Los Agrónomos-Enólogos del Itata liderado por Barría, también estamos promoviendo la experimentación con las viejas parras de cinsault que crecen junto a la moscatel en las zonas más frías y costeras del Itata; allí donde el más tardío país tiene dificultar para madurar. Barría cuenta que ya han comprado y vinificado cinsault las viñas Montes, San Pedro, Koyle, Undurraga y Terranoble, y también Barría Wines. Será a fines de octubre, durante una visita organizada para profesionales organizada por la agrupación, cuando todos estos vinos, así como los de los productores locales, se mostrarán abiertamente. ¡Interesados estén atentos!
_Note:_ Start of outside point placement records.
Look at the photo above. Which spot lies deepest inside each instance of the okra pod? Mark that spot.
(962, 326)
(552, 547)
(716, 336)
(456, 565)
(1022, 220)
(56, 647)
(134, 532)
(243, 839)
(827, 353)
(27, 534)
El objetivo hoy explica Barría,  es que se pague mejor por las uvas, sin modificar el Decreto 464 de Denominación de Origen (*), para que el vino de Itata –que es muy escaso- no se pierda en las mezclas del gran Valle Central, como ocurre hoy. “Estamos buscando mejorar el valle y no sacar productos malos, porque si es así nos quedamos con precios bajos, y para subir precio hay que hacer buenos productos. Para eso concluye, estamos aportando la tecnología y abriendo la vista para poder avanzar dándole valor al valle, y así sacar la imagen del vino pipeño, que le ha restando valor a la uva, pues sólo se consume en boliches locales”. 

(*) Según Decreto N°464,  ni país ni cinsault son variedades finas, por lo tanto no pueden aparecer en etiquetas,  a menos que provengan del secano interior (entre Mataquito y Bío-Bío).